Willing 2 pay if price reasonable! car has light swirls/cpl scuffs was gonna get pc an have a go but don`t really have the time due to 12hr shifts and whole house to decorate etc,so id prob rush job it!
If i can get someone 2 get car looking the biz i will swear 2 keep it that way!
Promise!


----------



## ChrisGT (Feb 25, 2006)

I know mike172cup is in prestwick hes the closest to you mate.


----------



## ayr320cdmsport04 (Apr 17, 2006)

cheers m8! He prob knows my nephews in prestwick!


----------



## pete330 (Apr 18, 2006)

ALLAN320 Is from Glasgow

Give him a shout of BMWCarClubForum


----------



## ChrisGT (Feb 25, 2006)

Im in kilmarnock but usually do details at my old mans works


----------



## ayr320cdmsport04 (Apr 17, 2006)

PuntoGT said:


> I know mike172cup is in prestwick hes the closest to you mate.

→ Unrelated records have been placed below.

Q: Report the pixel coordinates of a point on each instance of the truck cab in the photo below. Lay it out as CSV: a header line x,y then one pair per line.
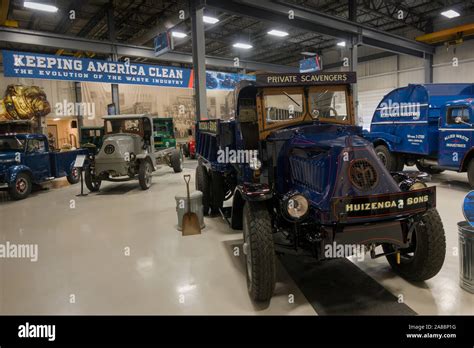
x,y
26,159
456,127
301,179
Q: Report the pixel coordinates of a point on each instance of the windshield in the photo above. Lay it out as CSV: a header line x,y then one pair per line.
x,y
328,104
284,106
11,144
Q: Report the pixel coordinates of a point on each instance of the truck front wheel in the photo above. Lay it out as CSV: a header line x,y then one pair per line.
x,y
470,173
145,173
424,257
74,176
92,183
203,184
390,160
259,251
21,187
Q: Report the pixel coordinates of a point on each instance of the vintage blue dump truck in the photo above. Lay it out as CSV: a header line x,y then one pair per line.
x,y
25,159
429,125
302,179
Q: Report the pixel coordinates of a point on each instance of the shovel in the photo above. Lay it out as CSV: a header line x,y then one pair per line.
x,y
190,220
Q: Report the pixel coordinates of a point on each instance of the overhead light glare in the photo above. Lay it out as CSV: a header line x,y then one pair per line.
x,y
278,33
210,20
242,45
450,14
178,34
39,6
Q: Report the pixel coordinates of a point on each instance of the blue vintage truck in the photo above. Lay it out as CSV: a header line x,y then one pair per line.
x,y
25,159
301,179
430,125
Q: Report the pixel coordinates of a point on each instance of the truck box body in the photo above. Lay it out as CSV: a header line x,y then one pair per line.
x,y
408,118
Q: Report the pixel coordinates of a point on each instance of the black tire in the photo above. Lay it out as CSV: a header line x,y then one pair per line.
x,y
390,160
74,177
92,184
203,184
217,192
428,169
425,257
176,161
259,251
21,188
470,173
145,172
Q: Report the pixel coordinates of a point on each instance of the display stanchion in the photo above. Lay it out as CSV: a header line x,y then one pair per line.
x,y
79,164
82,194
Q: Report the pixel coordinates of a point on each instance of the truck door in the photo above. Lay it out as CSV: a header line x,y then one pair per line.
x,y
455,135
37,159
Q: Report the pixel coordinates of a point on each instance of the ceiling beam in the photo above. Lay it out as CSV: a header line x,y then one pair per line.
x,y
44,39
314,21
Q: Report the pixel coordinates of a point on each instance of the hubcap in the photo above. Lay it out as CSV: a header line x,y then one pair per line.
x,y
382,158
21,185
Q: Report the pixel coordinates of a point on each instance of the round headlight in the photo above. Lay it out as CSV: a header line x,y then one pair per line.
x,y
255,163
297,206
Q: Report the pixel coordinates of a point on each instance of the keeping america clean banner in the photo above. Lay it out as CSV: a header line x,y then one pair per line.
x,y
47,66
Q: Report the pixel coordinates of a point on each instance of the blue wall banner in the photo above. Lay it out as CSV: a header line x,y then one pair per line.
x,y
47,66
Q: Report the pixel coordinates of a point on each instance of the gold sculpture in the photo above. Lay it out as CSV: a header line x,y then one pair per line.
x,y
23,103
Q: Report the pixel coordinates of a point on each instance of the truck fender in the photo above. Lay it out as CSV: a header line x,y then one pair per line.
x,y
15,170
466,159
380,141
243,193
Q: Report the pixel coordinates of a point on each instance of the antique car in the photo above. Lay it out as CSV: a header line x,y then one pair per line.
x,y
303,180
166,148
127,152
26,159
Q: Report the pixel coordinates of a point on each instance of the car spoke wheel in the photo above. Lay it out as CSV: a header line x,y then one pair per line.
x,y
145,174
424,257
21,188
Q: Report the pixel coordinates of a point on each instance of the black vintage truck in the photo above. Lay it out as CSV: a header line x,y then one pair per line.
x,y
302,179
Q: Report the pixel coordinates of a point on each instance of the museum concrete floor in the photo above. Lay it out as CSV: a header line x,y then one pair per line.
x,y
118,252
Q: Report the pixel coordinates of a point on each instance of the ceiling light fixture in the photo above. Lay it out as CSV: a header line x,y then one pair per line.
x,y
278,33
39,6
242,45
210,20
450,14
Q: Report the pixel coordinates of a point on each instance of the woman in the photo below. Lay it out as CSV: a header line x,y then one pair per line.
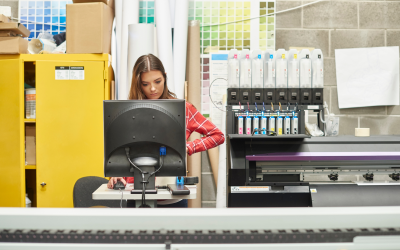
x,y
149,81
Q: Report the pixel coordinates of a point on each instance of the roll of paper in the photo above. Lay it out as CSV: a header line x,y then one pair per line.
x,y
155,42
193,64
118,32
222,167
114,55
172,12
164,40
180,45
140,42
362,132
130,15
194,90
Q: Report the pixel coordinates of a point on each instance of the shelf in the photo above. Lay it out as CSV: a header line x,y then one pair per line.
x,y
267,137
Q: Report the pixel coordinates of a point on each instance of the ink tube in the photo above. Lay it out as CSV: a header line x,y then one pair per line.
x,y
248,125
287,125
295,125
256,123
264,124
271,123
240,125
279,125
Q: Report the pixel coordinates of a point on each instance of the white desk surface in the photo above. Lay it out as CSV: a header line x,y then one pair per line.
x,y
103,193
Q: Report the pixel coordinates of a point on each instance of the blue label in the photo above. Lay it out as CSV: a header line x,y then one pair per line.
x,y
219,57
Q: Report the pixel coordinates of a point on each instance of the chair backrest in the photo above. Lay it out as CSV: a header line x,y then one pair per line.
x,y
83,189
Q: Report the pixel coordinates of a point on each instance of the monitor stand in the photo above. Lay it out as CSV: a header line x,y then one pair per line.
x,y
138,185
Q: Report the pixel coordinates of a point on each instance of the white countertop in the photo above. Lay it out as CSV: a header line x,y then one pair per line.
x,y
103,193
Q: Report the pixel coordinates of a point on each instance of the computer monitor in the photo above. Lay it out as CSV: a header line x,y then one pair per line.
x,y
141,128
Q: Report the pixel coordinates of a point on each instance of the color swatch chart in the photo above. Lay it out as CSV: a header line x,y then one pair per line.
x,y
146,12
236,34
43,16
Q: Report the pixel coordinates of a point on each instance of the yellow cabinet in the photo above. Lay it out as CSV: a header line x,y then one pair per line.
x,y
69,125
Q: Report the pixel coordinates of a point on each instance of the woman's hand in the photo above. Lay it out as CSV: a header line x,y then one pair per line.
x,y
114,180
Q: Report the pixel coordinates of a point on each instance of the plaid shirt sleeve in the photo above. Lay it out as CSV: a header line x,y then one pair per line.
x,y
196,122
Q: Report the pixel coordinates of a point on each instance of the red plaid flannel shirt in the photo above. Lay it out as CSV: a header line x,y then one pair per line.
x,y
196,122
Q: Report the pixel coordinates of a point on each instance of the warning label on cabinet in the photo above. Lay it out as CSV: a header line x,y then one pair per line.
x,y
70,73
62,72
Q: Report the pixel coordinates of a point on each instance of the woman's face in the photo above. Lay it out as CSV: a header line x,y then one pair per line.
x,y
152,84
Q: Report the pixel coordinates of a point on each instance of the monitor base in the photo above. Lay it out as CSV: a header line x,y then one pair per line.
x,y
139,191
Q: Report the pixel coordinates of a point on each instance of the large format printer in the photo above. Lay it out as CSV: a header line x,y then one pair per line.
x,y
296,170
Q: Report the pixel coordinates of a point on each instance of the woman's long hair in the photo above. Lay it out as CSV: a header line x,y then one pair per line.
x,y
143,64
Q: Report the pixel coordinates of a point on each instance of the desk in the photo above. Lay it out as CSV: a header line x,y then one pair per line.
x,y
103,193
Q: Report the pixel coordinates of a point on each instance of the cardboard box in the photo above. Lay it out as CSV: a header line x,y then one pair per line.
x,y
17,28
13,45
89,28
30,144
7,34
108,2
4,19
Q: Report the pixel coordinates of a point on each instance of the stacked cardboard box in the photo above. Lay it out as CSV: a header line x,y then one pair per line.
x,y
11,37
89,25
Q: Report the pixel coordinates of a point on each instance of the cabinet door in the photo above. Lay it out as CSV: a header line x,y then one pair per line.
x,y
69,128
12,166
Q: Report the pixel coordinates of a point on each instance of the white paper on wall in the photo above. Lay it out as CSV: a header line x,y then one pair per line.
x,y
367,76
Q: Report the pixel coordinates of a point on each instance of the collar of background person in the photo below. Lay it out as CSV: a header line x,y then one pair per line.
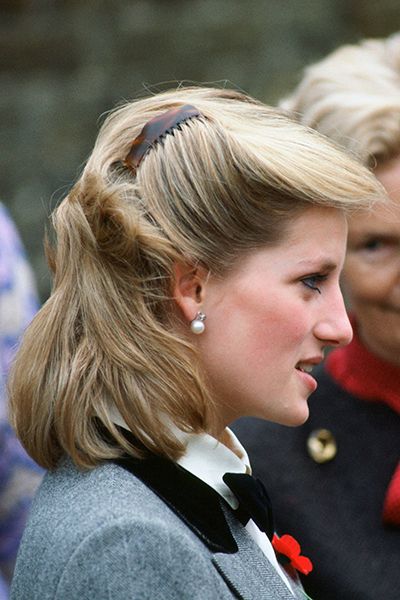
x,y
365,375
370,378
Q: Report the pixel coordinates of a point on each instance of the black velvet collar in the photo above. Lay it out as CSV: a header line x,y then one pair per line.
x,y
196,503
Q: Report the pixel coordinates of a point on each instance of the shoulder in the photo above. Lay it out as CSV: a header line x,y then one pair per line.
x,y
92,532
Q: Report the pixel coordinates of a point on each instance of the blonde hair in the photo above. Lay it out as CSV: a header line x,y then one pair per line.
x,y
353,97
215,188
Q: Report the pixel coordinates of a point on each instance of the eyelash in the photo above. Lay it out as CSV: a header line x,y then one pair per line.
x,y
311,280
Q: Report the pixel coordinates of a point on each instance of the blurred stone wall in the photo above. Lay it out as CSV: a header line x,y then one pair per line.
x,y
65,62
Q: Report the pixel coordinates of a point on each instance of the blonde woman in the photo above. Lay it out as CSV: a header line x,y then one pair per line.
x,y
340,489
196,280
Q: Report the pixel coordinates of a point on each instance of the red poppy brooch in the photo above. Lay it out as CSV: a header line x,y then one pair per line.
x,y
288,551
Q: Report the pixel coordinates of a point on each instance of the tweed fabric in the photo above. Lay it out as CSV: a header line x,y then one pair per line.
x,y
103,534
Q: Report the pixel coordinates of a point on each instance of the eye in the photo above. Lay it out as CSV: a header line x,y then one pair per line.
x,y
373,245
313,281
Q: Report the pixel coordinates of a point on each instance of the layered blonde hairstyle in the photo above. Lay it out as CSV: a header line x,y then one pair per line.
x,y
217,187
353,97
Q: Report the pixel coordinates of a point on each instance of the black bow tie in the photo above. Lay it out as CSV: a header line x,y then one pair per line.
x,y
254,502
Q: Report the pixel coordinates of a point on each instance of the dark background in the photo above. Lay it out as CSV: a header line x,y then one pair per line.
x,y
63,63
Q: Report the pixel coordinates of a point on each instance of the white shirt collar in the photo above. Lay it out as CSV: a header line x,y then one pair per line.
x,y
205,457
208,459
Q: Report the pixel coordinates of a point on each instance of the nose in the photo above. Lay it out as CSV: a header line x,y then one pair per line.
x,y
333,326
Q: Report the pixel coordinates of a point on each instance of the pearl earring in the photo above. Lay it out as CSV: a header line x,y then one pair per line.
x,y
197,325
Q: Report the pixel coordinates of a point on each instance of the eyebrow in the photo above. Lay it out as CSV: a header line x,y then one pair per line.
x,y
319,264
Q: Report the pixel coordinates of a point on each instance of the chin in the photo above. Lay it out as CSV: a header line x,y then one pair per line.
x,y
295,418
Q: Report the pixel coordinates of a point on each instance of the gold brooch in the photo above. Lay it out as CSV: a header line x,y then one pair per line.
x,y
321,445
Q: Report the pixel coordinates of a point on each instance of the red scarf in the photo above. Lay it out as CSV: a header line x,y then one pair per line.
x,y
370,378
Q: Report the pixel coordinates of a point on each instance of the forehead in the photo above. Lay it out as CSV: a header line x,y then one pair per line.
x,y
315,237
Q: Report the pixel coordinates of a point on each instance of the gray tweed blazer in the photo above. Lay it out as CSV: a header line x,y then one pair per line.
x,y
138,530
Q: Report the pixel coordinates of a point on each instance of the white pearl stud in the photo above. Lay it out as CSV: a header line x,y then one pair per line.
x,y
197,325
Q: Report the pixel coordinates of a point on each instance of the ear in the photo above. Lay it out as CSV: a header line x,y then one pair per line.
x,y
189,289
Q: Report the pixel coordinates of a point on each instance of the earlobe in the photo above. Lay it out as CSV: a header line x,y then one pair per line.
x,y
189,289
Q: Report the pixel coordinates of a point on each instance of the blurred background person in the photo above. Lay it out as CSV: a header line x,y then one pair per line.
x,y
339,477
19,475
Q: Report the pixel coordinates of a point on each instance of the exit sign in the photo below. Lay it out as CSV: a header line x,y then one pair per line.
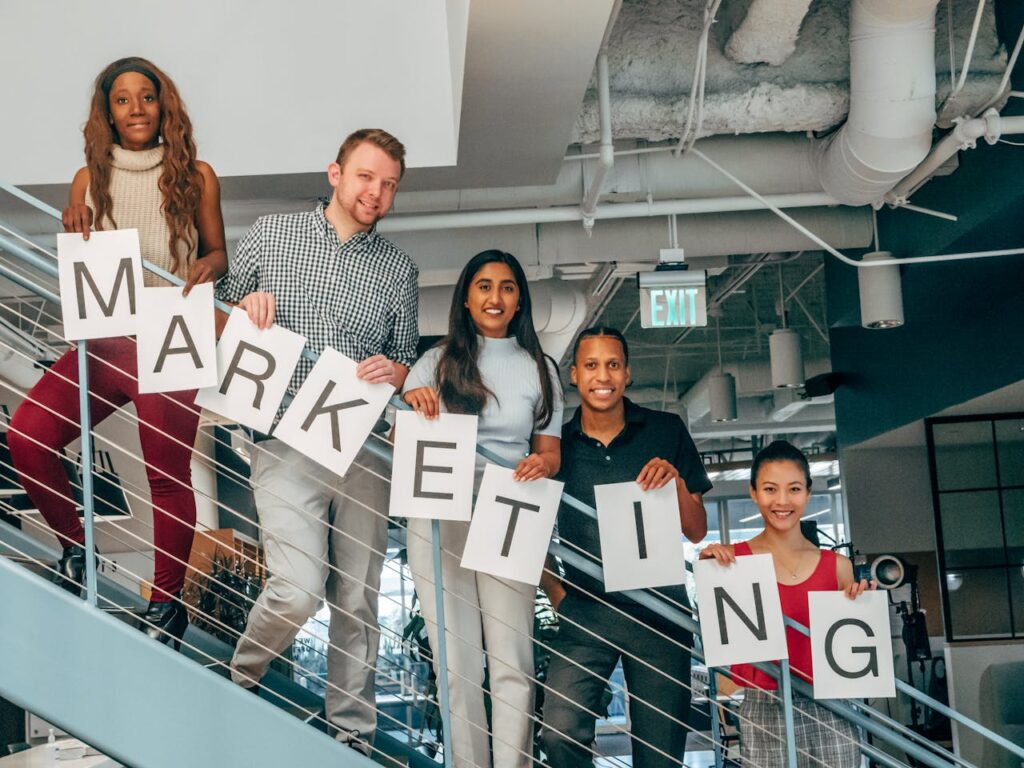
x,y
673,299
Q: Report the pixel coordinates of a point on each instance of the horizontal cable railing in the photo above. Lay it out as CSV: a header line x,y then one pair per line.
x,y
862,716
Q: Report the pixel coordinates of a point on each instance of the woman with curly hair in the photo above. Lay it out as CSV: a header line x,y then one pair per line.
x,y
141,172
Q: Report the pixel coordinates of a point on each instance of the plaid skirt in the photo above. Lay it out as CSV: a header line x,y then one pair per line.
x,y
823,738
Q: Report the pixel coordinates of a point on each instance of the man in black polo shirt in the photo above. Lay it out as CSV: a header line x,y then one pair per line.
x,y
610,439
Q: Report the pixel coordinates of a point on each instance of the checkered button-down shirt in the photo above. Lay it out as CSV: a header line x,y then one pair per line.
x,y
359,297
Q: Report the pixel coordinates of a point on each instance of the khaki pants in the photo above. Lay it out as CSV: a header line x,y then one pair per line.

pm sent to mike172cup:thumb:


----------



## ayr320cdmsport04 (Apr 17, 2006)

PuntoGT said:


> Im in kilmarnock but usually do details at my old mans works


pm me with price m8:thumb: have u any threads showing ur work?


----------



## ayr320cdmsport04 (Apr 17, 2006)

pete330 said:


> ALLAN320 Is from Glasgow
> 
> Give him a shout of BMWCarClubForum


Will do pete work nr glasgow anyhow,so no probs travelling:car:


----------



## JimTT (Feb 19, 2006)

Come to the detailing day on the 14th and i am sure you will get sorted...There are some top detailers going to be there and they will be only to happy to help you out...There are also people like myself and others who want to learn from them and we will, watching them doing your car...Let them know you are willing to have your your car detailed :thumb:


----------



## cossiee (Apr 10, 2006)

any more info on the detailing day jimTT??


----------



## ayr320cdmsport04 (Apr 17, 2006)

JimTT said:


> Come to the detailing day on the 14th and i am sure you will get sorted...There are some top detailers going to be there and they will be only to happy to help you out...There are also people like myself and others who want to learn from them and we will, watching them doing your car...Let them know you are willing to have your your car detailed :thumb:


cheers jim if its 14th may then i`m off work that week! where is it bein held/wot time and who do i tell i`m willing 2 let them demo on my car?:thumb:


----------